As an aside, I'd like initial translations of the SL FAQ and KB into other languages by volunteers and Lindens to start by agreeing on common, pleasant-sounding (as much as possible) terms in each language. I've been rolling L$ into Chinese in several guises, and "Lime Money/Dollar" doesn't have the same sort of oomph... other languages may face the same issue... --Patchouli Woollahra 00:18, 20 February 2007 (PST)

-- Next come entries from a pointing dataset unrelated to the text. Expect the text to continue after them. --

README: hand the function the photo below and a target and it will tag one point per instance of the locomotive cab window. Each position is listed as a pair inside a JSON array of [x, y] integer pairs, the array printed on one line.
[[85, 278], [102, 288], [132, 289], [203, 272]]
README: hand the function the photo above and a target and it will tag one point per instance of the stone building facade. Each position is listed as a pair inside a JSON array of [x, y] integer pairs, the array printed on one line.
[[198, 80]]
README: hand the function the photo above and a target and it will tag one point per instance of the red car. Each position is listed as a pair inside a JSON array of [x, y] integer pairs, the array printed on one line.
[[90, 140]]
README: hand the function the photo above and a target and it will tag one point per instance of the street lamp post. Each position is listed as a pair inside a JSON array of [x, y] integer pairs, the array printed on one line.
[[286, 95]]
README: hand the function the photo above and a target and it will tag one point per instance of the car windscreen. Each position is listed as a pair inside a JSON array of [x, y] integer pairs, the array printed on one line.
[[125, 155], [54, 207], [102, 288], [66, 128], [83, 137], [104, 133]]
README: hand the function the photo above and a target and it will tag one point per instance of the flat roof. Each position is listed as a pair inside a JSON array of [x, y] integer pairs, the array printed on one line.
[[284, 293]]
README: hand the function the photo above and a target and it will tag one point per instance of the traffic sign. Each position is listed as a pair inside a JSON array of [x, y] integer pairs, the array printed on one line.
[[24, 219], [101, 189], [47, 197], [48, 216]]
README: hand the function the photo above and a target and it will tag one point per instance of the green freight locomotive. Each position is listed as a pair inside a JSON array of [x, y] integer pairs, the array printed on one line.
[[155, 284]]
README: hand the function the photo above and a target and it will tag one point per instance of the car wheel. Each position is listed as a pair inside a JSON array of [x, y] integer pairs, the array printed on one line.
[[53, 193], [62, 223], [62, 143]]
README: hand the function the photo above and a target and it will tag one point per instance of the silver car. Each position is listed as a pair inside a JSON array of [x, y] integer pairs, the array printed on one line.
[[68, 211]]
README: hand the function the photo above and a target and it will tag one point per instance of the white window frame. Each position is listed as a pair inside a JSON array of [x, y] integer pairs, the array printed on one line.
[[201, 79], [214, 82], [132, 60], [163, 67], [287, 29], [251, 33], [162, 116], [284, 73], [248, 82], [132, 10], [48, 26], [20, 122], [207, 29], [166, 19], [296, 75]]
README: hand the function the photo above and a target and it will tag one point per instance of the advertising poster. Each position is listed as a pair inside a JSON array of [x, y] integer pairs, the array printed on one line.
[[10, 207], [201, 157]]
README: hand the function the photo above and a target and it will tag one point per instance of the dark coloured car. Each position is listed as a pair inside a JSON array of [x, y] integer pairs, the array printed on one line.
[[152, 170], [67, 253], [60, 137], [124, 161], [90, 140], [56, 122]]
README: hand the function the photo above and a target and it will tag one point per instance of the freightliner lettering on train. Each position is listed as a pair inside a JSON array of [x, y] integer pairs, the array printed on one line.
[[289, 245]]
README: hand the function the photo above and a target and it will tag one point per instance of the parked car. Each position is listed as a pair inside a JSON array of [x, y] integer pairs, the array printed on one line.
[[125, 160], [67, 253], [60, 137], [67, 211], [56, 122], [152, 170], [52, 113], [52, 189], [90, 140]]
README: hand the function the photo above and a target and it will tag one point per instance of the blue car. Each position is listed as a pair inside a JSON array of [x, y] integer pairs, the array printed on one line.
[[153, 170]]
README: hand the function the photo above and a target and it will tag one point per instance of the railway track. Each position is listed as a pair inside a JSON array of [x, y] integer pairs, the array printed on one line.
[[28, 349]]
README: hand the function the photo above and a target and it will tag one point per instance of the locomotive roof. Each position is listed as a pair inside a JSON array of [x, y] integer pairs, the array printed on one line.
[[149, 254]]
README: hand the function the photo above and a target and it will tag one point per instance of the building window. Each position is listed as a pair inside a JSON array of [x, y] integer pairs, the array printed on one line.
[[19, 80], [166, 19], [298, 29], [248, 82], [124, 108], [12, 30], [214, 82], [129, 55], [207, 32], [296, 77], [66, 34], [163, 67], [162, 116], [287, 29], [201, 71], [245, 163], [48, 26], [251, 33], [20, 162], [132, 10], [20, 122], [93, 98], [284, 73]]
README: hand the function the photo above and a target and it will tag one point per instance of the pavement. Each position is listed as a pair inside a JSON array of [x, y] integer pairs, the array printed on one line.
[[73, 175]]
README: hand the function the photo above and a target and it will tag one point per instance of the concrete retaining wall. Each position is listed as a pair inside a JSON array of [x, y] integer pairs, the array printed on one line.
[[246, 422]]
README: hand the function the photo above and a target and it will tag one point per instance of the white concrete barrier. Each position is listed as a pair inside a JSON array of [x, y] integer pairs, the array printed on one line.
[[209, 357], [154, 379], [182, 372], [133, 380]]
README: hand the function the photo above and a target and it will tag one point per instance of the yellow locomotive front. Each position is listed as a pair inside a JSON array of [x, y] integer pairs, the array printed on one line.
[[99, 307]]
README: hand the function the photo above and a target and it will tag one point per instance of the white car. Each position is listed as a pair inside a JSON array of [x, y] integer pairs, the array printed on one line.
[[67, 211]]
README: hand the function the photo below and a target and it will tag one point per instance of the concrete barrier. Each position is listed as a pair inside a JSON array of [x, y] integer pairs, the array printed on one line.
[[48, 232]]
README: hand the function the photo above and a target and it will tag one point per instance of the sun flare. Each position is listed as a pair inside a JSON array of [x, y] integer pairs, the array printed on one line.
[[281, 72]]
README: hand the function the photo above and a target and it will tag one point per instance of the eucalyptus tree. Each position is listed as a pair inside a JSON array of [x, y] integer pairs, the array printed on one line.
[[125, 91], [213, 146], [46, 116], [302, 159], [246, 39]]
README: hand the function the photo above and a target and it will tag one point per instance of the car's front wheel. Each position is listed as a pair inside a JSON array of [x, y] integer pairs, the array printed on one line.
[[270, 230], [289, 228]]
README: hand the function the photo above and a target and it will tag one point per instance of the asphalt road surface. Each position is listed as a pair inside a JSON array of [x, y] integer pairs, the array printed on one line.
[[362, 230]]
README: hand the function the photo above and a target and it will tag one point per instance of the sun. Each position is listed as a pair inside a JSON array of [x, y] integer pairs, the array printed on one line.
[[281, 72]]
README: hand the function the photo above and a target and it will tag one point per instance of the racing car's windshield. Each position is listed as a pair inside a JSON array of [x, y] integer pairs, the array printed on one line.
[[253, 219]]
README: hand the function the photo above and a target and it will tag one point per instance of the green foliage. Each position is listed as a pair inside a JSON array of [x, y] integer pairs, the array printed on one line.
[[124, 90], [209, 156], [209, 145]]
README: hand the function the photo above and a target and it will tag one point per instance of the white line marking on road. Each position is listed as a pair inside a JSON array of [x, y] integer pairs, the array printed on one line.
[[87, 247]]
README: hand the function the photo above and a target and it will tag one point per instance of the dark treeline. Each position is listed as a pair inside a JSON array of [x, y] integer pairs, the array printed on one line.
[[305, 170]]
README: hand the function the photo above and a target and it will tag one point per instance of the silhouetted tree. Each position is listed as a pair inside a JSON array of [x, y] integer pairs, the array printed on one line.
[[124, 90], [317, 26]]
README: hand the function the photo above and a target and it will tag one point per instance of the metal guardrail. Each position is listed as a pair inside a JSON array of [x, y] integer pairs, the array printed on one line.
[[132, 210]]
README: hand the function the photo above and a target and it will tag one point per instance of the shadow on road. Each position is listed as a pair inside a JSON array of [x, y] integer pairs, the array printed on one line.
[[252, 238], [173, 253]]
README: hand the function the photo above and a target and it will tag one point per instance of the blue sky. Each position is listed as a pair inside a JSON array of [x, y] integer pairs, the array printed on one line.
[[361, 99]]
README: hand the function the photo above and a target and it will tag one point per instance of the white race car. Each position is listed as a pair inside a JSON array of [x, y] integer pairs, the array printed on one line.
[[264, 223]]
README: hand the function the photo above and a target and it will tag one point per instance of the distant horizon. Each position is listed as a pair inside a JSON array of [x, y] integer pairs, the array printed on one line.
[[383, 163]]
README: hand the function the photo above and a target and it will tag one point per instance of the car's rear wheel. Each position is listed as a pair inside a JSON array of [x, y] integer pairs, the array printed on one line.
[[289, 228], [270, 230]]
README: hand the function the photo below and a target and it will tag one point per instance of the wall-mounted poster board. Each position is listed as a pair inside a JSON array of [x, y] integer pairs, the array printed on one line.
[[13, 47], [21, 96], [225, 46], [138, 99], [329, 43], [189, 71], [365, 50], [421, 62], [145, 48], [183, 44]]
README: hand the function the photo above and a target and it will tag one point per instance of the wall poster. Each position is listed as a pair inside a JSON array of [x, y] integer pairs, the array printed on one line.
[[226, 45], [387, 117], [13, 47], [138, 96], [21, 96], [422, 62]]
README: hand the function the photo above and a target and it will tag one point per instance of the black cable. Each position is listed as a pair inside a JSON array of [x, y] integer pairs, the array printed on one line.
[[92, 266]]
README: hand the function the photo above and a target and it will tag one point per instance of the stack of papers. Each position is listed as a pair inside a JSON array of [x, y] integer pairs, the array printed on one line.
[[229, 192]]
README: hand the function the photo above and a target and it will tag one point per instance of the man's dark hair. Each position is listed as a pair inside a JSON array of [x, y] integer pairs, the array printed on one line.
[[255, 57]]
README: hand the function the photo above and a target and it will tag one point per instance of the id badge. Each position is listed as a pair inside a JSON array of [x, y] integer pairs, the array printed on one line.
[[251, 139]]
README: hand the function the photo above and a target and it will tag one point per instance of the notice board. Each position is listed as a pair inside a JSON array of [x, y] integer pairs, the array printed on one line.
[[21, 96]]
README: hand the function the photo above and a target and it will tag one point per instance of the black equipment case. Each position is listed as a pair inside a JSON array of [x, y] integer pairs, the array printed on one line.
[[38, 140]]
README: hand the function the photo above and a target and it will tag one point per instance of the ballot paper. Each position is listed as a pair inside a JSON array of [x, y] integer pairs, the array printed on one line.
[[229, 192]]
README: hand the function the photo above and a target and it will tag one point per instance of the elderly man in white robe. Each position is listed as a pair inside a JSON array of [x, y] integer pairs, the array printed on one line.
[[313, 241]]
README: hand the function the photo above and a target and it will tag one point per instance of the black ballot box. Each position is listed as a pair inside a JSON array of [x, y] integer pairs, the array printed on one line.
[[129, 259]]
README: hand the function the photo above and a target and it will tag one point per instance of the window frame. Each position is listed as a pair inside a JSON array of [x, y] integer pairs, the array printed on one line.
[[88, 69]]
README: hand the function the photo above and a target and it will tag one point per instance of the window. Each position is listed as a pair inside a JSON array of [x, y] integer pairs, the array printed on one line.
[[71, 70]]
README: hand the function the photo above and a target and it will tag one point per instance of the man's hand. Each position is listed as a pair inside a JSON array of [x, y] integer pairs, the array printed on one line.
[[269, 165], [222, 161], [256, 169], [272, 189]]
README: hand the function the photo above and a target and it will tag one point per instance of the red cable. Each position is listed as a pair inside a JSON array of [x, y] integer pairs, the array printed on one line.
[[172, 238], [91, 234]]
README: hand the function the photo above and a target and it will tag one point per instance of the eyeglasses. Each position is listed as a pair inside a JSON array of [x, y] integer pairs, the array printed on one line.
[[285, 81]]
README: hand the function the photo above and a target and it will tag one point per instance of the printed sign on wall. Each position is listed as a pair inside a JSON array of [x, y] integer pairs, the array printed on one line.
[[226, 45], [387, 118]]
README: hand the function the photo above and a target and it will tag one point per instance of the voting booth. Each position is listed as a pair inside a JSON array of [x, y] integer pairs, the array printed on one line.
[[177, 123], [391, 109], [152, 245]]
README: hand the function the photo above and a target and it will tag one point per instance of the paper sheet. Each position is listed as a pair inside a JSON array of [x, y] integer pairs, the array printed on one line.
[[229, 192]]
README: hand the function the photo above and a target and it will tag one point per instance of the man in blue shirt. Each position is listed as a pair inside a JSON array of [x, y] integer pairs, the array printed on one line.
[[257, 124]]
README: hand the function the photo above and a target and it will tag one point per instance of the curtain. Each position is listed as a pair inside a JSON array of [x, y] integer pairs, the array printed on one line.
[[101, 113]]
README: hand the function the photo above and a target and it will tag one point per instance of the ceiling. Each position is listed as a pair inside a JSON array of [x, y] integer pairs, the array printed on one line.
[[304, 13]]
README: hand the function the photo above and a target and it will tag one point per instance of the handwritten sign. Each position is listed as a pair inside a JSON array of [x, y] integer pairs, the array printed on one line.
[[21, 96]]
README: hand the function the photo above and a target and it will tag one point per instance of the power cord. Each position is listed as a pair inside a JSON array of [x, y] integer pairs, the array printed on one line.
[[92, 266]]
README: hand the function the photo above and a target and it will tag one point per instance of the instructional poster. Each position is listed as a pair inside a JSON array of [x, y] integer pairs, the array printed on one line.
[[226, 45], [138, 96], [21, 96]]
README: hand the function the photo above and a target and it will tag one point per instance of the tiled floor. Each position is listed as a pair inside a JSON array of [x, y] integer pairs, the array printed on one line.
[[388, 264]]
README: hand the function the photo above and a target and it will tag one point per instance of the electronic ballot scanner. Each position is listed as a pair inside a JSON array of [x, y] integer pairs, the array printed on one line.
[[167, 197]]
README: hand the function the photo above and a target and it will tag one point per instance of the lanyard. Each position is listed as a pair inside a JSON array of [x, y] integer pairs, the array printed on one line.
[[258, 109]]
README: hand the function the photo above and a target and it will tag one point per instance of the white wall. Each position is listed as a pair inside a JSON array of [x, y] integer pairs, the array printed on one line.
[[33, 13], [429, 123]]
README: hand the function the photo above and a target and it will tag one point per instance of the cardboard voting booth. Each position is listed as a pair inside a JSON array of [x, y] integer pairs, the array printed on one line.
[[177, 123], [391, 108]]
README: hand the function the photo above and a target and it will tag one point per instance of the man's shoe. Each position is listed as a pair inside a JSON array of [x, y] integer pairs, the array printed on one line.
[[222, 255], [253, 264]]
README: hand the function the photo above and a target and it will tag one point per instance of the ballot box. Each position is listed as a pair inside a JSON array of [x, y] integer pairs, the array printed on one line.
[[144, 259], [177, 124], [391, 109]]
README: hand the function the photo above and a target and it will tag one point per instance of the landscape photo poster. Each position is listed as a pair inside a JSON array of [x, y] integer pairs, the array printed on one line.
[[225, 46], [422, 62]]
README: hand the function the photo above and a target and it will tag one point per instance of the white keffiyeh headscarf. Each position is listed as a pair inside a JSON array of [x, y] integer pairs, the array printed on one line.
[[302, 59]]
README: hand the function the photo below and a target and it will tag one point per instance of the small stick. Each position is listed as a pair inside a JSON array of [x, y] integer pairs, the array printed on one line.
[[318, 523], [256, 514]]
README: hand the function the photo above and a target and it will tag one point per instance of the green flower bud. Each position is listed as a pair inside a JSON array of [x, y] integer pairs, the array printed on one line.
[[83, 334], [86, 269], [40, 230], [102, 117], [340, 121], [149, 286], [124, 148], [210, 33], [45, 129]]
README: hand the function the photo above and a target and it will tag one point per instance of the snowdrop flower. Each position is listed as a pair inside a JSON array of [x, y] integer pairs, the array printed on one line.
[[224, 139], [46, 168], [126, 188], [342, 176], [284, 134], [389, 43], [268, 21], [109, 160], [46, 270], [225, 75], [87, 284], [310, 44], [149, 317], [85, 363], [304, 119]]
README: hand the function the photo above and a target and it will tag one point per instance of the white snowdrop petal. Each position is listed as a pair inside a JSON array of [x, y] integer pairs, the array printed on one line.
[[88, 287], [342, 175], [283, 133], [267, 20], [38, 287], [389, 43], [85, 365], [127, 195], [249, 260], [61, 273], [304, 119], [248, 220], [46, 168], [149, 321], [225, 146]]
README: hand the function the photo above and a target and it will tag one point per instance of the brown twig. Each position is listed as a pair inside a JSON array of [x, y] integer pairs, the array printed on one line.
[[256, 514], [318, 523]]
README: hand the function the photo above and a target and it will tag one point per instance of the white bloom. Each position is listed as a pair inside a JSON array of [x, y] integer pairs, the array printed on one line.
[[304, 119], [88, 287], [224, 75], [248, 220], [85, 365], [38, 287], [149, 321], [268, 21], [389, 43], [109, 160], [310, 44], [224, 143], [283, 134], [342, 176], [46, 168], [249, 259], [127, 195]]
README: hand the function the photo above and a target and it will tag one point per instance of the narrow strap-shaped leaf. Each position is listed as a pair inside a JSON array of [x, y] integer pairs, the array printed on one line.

ISO codes shouldn't change. The reason I'm advocating 639-3 is that it supports more languages than 639-2, which was what Template:languages-spoken currently uses. I'll be upgrading it soonish to use 639-3 and Template:ISO 639-3/native.
With regards to the "lime money/dollar" issue, use the symbol "L$", and when explaining it unabbreviated, consider it a non-translatable trademark (e.g. the reason why you can easily order a "Coca Cola" anywhere in the world).
SignpostMarv Martin 07:11, 20 February 2007 (PST)
Template:languages-spoken is now deprecated in favour of Template:ISO_639-3/cat-speaking
SignpostMarv Martin 17:58, 12 October 2007 (PDT)

I don't know what are the usual guidelines for big Wikis (Wikipedia.org guidelines are the first obvious example): I would follow those structures. But your idea definitevely makes sense, and I also agree with english articles namespace being "root" to translations. (oh, and is me editing this page the correct way to approach your proposal? thanks :) --Signore Iredell 12:01, 15 February 2007 (PST)

Yes this would be the correct way :-)
SignpostMarv Martin 15:07, 15 February 2007 (PST)

I agree with your proposal about what standard we should use. Also, with your proposal, it seems that it will be easier to follow through the translation process. However, title still have to be translate. So, I guess we could still use to name links within a translated document. For instance, "en este documento Guía:Gestos encontras"--Vindice VanDornan 13:05, 22 February 2007 (PST)

Although most of the sites are using the two-letter standard, and I use myself "es" for Spanish, I would go ahead with a three-letter standard. It may be a bit confusing or disturbing, at the beginning, for some people; but you get use to it and it will be transparent for end user. If you think that we have two to three main languages within Spain that they would expect SL to be translate to, it makes sense to go for this standard now.